Но нет, никто не отозвался на его зов, было тихо. И пятками по полу никто не шлёпал. Распутин поморщился от неприятного ощущения, от того, что остался один, а одиночество всегда рождало в нём чувство опасности. Одному ему оставаться было никак нельзя.
— Дунька! — снова выкрикнул он.
Было по-прежнему тихо. После пятого выкрика «старец» с облегчением услышал, как далеко в доме, у двери чёрного хода, зашлёпали ноги «племяшки», и облегчённо выдохнул:
— Ду-унечка!
— Чего вам? — спросила Дуняшка из-за двери, в комнату она пока боялась заходить.
— Да не бойся меня, дура! — выкрикнул Распутин. Голос у него был осипшим, жалким, — Симанович не пришёл?
— Не-а!
— И не звонил, конечно... Во рыжий! Куда он только запропастился?
— Не знаю.
— Дай мне ещё бутылку! Мадерцы хочу-у, — капризно затянул Распутин. — Той, что с корабликами на этикетке, из старого запаса, из хвостовского, будь он неладен!

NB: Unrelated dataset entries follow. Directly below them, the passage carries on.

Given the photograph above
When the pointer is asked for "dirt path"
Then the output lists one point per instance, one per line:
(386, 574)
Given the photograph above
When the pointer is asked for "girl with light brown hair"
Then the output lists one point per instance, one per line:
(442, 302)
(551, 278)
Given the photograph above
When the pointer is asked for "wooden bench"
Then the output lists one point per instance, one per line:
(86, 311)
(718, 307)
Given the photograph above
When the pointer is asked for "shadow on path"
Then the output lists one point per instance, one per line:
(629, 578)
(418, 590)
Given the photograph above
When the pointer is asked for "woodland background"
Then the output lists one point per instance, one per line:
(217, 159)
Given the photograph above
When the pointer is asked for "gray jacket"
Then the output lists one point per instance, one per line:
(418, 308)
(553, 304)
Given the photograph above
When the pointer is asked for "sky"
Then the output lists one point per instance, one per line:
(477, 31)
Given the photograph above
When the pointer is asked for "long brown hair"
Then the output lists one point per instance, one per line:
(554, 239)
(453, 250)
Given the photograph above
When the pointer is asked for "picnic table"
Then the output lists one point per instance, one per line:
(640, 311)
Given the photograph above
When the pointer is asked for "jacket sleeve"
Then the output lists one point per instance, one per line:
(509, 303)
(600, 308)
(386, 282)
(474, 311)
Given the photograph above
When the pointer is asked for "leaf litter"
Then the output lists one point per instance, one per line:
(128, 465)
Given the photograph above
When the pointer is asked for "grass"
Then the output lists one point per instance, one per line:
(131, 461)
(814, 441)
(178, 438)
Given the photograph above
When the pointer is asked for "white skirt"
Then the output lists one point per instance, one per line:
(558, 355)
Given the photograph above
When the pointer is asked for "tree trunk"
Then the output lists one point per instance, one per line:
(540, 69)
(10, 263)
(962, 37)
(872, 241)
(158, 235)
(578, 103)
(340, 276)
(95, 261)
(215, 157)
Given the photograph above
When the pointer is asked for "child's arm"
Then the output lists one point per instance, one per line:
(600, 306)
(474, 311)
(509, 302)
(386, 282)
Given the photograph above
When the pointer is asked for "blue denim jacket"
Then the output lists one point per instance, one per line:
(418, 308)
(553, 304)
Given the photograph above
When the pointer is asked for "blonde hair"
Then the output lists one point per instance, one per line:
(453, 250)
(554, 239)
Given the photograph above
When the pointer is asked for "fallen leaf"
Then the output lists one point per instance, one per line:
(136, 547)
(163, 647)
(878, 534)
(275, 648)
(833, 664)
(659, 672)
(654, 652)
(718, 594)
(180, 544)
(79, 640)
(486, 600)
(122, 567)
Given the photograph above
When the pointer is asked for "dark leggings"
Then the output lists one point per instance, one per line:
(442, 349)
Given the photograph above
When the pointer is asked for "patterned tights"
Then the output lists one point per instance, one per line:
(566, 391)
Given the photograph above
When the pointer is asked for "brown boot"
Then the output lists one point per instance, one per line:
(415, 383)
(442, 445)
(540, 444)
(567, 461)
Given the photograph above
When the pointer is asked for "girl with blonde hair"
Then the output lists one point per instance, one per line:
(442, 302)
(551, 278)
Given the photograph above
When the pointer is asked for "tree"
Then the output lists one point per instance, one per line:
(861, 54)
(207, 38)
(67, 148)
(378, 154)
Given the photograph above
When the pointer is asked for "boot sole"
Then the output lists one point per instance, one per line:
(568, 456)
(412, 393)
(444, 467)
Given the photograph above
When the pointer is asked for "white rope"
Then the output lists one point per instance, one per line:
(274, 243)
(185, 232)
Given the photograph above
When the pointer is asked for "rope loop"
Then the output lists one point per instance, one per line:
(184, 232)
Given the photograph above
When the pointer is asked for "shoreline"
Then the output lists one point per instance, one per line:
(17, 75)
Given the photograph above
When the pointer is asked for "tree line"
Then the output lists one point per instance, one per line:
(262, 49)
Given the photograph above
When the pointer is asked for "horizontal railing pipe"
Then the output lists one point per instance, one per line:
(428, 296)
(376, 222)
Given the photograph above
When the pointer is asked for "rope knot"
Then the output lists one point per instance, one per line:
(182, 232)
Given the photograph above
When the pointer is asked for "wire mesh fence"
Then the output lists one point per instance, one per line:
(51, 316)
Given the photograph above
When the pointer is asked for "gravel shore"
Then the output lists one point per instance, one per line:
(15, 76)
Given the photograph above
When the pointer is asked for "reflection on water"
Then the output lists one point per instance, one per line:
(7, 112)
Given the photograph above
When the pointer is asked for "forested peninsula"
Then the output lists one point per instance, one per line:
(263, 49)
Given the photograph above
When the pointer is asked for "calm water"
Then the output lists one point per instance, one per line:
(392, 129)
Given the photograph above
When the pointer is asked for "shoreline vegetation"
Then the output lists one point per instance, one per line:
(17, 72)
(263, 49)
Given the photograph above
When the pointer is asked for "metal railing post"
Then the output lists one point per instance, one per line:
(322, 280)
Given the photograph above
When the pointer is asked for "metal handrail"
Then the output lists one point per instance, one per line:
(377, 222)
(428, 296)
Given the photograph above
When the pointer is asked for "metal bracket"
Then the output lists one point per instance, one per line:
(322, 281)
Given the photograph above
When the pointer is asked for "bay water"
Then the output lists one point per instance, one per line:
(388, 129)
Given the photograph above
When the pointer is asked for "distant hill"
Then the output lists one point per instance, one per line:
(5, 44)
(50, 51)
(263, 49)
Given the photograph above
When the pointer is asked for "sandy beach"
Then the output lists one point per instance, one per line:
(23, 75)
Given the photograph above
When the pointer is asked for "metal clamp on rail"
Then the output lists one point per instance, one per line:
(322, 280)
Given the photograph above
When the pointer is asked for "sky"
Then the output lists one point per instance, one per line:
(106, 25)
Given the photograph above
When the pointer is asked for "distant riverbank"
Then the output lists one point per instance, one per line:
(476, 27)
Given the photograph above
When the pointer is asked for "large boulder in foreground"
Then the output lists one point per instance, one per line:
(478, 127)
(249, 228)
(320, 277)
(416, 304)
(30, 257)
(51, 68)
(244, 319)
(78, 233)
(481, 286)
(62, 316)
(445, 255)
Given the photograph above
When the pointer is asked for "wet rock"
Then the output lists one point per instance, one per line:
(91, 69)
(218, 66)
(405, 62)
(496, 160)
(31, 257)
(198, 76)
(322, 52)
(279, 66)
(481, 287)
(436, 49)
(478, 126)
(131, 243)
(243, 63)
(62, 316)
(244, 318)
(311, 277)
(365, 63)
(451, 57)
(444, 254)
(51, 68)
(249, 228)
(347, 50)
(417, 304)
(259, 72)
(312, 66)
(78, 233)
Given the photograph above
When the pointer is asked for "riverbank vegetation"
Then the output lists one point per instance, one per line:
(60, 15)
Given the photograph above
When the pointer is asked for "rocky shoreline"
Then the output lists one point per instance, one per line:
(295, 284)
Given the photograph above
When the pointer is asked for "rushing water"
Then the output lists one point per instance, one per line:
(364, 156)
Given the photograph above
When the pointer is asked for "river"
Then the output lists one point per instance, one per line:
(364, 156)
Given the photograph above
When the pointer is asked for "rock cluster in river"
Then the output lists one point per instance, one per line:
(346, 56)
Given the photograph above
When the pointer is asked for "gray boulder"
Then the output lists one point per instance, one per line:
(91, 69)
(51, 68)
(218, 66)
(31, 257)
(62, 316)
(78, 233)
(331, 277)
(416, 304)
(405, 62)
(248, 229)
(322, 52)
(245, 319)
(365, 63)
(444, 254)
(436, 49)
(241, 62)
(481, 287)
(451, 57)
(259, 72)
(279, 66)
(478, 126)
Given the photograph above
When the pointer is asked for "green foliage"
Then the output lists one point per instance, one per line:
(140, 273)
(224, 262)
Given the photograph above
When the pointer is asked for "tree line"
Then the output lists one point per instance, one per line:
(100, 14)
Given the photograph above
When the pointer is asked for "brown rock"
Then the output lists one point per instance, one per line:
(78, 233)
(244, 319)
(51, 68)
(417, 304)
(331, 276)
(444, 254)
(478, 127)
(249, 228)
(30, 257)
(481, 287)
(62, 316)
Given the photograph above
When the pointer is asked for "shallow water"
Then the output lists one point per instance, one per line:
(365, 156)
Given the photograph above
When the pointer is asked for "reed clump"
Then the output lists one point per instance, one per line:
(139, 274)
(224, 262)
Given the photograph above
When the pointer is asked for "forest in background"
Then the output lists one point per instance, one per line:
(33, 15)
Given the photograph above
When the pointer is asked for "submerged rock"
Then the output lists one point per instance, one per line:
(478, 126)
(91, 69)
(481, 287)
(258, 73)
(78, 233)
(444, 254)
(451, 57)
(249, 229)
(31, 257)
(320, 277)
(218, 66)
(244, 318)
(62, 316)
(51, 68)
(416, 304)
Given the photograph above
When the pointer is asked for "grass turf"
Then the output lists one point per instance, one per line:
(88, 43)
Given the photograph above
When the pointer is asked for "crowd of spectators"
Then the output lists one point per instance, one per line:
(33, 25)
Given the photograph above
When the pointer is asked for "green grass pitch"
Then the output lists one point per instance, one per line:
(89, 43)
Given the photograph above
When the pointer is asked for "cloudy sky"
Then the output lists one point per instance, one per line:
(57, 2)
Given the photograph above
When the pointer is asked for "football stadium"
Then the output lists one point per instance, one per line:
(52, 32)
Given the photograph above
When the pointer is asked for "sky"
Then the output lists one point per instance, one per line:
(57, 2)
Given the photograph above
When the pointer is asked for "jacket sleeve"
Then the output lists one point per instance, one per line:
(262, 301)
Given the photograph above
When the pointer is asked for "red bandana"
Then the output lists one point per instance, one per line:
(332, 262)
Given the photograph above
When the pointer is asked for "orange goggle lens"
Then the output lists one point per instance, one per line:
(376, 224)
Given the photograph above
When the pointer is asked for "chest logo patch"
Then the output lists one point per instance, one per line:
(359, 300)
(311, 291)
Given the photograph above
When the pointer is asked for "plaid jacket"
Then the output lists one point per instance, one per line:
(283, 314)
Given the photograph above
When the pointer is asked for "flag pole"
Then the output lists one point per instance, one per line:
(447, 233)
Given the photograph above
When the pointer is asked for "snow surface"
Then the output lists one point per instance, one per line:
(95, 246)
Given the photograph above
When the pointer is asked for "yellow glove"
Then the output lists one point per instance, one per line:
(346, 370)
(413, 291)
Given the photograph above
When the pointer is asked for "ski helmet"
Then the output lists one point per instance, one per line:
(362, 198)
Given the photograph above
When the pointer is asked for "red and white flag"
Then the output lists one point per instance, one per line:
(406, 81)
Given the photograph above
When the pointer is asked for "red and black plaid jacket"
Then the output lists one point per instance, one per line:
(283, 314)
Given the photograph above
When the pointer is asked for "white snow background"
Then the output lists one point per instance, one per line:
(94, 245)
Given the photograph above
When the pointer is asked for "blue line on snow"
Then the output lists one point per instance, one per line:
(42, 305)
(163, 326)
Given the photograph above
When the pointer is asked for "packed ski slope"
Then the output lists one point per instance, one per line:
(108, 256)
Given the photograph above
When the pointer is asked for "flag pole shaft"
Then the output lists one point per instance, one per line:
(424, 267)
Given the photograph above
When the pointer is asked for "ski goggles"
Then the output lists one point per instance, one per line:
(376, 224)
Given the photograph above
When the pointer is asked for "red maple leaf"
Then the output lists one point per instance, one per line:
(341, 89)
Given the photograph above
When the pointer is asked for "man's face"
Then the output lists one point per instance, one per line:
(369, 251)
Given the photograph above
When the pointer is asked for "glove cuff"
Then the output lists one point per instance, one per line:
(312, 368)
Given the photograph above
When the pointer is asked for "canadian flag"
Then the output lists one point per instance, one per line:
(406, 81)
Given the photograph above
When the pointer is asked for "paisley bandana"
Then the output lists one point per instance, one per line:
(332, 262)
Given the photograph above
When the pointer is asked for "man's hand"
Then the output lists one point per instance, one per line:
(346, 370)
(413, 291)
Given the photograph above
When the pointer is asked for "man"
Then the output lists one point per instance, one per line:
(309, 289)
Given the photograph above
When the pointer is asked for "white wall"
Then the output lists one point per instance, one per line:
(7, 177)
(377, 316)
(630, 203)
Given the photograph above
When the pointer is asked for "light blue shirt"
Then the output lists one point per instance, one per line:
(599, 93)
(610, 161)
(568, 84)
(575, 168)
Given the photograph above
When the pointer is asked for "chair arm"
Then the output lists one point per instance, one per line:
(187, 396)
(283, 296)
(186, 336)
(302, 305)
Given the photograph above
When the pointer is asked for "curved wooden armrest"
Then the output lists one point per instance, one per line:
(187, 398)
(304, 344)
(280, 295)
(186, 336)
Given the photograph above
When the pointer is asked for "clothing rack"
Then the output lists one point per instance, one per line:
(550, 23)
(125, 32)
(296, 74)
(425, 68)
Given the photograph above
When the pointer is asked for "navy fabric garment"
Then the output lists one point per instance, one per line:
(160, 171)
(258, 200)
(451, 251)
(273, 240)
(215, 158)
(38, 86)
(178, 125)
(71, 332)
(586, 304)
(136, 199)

Три ящика, которые Распутин привёз от Хвостова, он растянул надолго — слишком уж вкусной, душистой, крепкой оказалась та мадера, доставал её Хвостов, видать, по особому блату, по знакомству с виноделами Крыма. Знал он, чем угодить Распутину, и угодил, только потом кривая повела бывшего волжского губернатора совсем в другую сторону.